= Manuel Velazquez =

American anti-boxing activist (1904–1994)

Manuel Velazquez (December 6, 1904 – January 1994) was an American anti-boxing activist who kept meticulous files on boxing-related deaths.

==Early life==
Manuel Velazquez was born in Tampa, Florida. When Velazquez was about 10 years old, he and his family moved to Chicago, Illinois. At 15, he dropped out of school and began work at a railroad roundhouse in Oak Park, Illinois. At 19, he joined the Illinois National Guard, Company F, 131st Infantry. He served from 1924–1925, then moved back to Tampa and worked on a trolley car.

==Association with boxing==
In Tampa, Velazquez befriended middleweight boxer Manuel Quintero and consequently spent significant time in the gym. In 1927, Velazquez moved to New York City and worked on a trolley on Sixth Avenue in Manhattan and then as a conductor on the New York City Subway system. During his time in New York, he befriended boxer and fellow Floridian Pete Nebo.

Nebo retired at 27 and moved to Key West, Florida, where he was arrested in 1938 for assaulting a man who called him "punchy." The court determined that Nebo was mentally incompetent due to boxing injuries, and on September 1 he was involuntarily committed to Florida State Hospital at Chattahoochie.

Velazquez subsequently began collecting data on boxing injuries, and as a result of what he learned he began to oppose the sport.

==Later life==
In 1938, he had to quit his subway job due to multiple sclerosis. The disease forced him to use a cane starting in 1939. Still, he continued to work, finding employment in the Federal civil service in 1940. This job took him around the country, including stops in New York City, St. Louis, Missouri, Arlington, Virginia and Fort Benjamin Harrison.

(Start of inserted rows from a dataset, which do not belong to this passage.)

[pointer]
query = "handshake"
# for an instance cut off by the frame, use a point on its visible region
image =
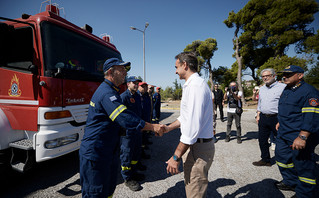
(160, 129)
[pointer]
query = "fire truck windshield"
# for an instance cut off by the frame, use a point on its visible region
(72, 55)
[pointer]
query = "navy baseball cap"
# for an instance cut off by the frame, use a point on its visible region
(292, 69)
(115, 61)
(133, 79)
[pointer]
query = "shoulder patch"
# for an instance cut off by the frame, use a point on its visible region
(313, 102)
(112, 98)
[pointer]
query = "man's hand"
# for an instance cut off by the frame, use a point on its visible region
(277, 126)
(159, 129)
(172, 166)
(257, 118)
(298, 144)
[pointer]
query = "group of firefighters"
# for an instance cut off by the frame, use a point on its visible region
(115, 121)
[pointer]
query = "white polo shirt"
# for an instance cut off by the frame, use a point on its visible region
(196, 110)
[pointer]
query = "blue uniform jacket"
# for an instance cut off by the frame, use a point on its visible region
(298, 110)
(157, 101)
(132, 102)
(146, 107)
(106, 114)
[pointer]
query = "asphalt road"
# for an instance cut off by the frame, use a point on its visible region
(231, 175)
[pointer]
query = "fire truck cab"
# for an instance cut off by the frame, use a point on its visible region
(49, 69)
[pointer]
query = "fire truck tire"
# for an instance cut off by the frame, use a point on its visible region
(5, 156)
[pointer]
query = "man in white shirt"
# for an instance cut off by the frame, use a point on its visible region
(196, 147)
(233, 96)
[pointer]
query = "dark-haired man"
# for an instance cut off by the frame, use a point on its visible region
(298, 130)
(99, 149)
(196, 122)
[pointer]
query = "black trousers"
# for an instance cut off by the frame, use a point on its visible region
(220, 106)
(266, 126)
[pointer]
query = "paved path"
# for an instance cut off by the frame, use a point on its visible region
(231, 174)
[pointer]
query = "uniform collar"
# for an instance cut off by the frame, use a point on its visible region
(297, 85)
(273, 84)
(194, 75)
(111, 85)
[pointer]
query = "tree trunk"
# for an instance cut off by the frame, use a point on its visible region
(239, 60)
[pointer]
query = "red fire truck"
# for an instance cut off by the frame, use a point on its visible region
(49, 69)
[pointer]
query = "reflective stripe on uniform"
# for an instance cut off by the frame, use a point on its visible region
(310, 110)
(285, 165)
(134, 162)
(117, 112)
(307, 180)
(125, 168)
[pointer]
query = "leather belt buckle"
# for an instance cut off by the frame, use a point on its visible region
(204, 140)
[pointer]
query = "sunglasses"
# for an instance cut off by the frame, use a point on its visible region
(288, 75)
(127, 68)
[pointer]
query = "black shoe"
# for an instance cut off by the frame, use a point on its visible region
(138, 177)
(282, 186)
(145, 156)
(133, 185)
(227, 139)
(141, 167)
(261, 163)
(148, 142)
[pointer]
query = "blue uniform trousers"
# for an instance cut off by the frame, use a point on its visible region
(266, 126)
(131, 148)
(98, 178)
(297, 167)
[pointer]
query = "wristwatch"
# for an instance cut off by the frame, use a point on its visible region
(175, 158)
(302, 137)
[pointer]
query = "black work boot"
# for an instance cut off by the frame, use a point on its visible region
(227, 139)
(133, 185)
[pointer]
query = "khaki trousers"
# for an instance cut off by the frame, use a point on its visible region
(196, 163)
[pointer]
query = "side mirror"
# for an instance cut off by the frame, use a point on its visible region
(33, 69)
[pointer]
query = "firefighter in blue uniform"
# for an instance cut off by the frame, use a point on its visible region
(157, 105)
(146, 116)
(100, 144)
(131, 143)
(298, 130)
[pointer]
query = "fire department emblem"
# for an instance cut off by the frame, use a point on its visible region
(313, 102)
(14, 91)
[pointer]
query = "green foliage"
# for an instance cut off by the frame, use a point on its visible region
(268, 27)
(172, 93)
(223, 75)
(279, 63)
(312, 44)
(312, 76)
(204, 50)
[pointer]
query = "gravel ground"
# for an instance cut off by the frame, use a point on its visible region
(231, 174)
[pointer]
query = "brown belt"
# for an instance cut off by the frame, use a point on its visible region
(203, 140)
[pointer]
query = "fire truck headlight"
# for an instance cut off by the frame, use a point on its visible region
(57, 114)
(61, 141)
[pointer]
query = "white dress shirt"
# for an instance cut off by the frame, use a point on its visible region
(233, 110)
(196, 112)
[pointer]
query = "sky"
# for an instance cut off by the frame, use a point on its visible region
(173, 24)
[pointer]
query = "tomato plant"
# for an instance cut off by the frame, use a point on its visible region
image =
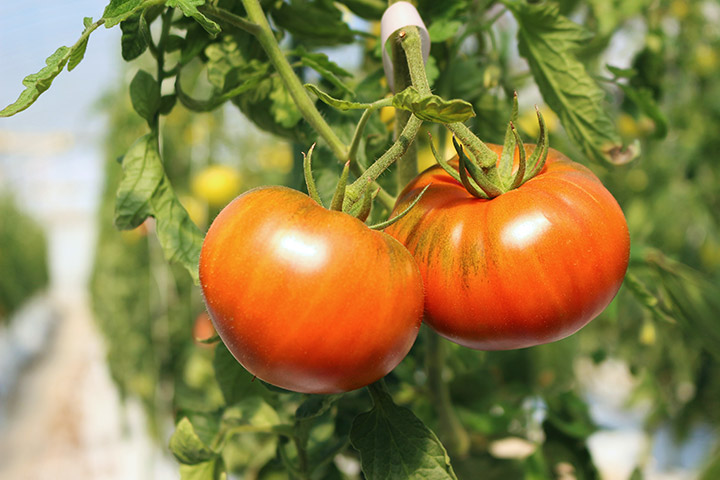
(530, 266)
(216, 184)
(315, 301)
(305, 298)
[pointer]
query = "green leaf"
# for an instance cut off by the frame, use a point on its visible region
(368, 9)
(316, 21)
(325, 67)
(643, 99)
(145, 95)
(77, 52)
(235, 382)
(394, 443)
(443, 29)
(37, 83)
(210, 470)
(342, 105)
(621, 72)
(283, 107)
(120, 10)
(548, 41)
(433, 108)
(187, 446)
(189, 9)
(132, 41)
(315, 405)
(252, 411)
(146, 191)
(694, 299)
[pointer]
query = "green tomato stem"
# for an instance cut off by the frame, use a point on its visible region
(407, 164)
(339, 195)
(302, 100)
(309, 180)
(357, 189)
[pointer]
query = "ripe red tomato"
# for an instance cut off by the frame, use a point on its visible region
(203, 330)
(305, 298)
(531, 266)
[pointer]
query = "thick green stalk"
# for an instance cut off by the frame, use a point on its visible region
(358, 188)
(451, 431)
(306, 106)
(407, 164)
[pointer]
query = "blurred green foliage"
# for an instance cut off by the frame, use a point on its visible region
(23, 256)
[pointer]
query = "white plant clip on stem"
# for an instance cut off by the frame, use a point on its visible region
(400, 15)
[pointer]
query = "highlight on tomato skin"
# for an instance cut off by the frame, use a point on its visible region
(529, 267)
(308, 299)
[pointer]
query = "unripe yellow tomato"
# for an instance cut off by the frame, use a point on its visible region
(216, 185)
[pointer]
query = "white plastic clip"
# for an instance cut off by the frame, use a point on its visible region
(397, 16)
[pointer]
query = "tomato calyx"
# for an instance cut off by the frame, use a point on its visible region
(486, 176)
(359, 210)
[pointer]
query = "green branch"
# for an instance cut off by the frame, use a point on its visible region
(307, 108)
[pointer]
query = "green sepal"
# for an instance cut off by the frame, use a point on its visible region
(506, 158)
(390, 221)
(536, 162)
(366, 205)
(522, 160)
(339, 195)
(485, 179)
(309, 179)
(474, 190)
(443, 163)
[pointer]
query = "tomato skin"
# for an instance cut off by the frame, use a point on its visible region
(529, 267)
(305, 298)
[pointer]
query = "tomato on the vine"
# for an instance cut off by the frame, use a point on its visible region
(528, 267)
(308, 299)
(216, 184)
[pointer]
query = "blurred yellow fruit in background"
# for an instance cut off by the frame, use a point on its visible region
(216, 184)
(276, 157)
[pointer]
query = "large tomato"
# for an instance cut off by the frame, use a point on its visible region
(529, 267)
(305, 298)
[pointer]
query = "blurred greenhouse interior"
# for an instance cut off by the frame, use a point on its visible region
(97, 353)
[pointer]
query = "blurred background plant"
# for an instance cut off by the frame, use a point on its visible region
(650, 363)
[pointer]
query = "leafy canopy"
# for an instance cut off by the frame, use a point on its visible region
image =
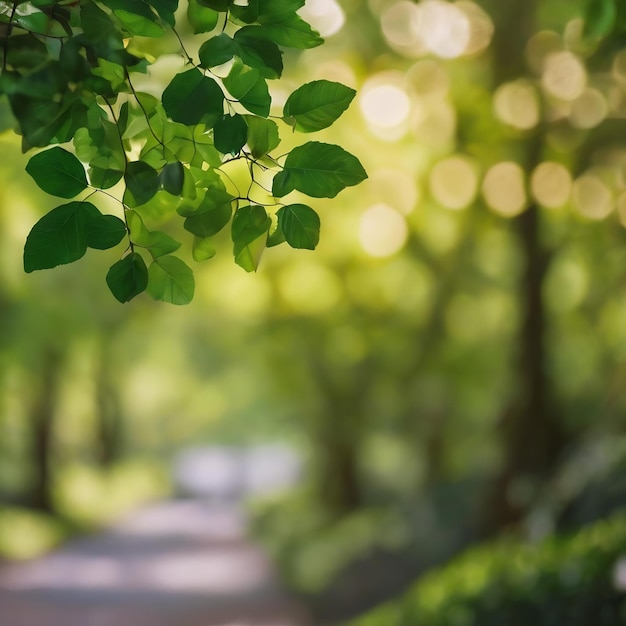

After his retirement in 1959, Velazquez lived in government-subsidized housing in Tampa. Later he moved to Arizona, and finally to Greenville, Illinois where he died at the age of 89.

==Legacy==
Shortly before his death, Velazquez sent his files to Robert W. Smith, who, along with Andrew Guterman, had written an article called "Neurological Sequalae of Boxing," published in the journal Sports Medicine (4 [1987], 194-210). The collection passed to Joseph R. Svinth in the mid-1990s. Svinth maintains an ongoing project called "Death Under the Spotlight: The Manuel Velazquez Boxing Fatality Collection," which documents "Western" boxing deaths since 1741.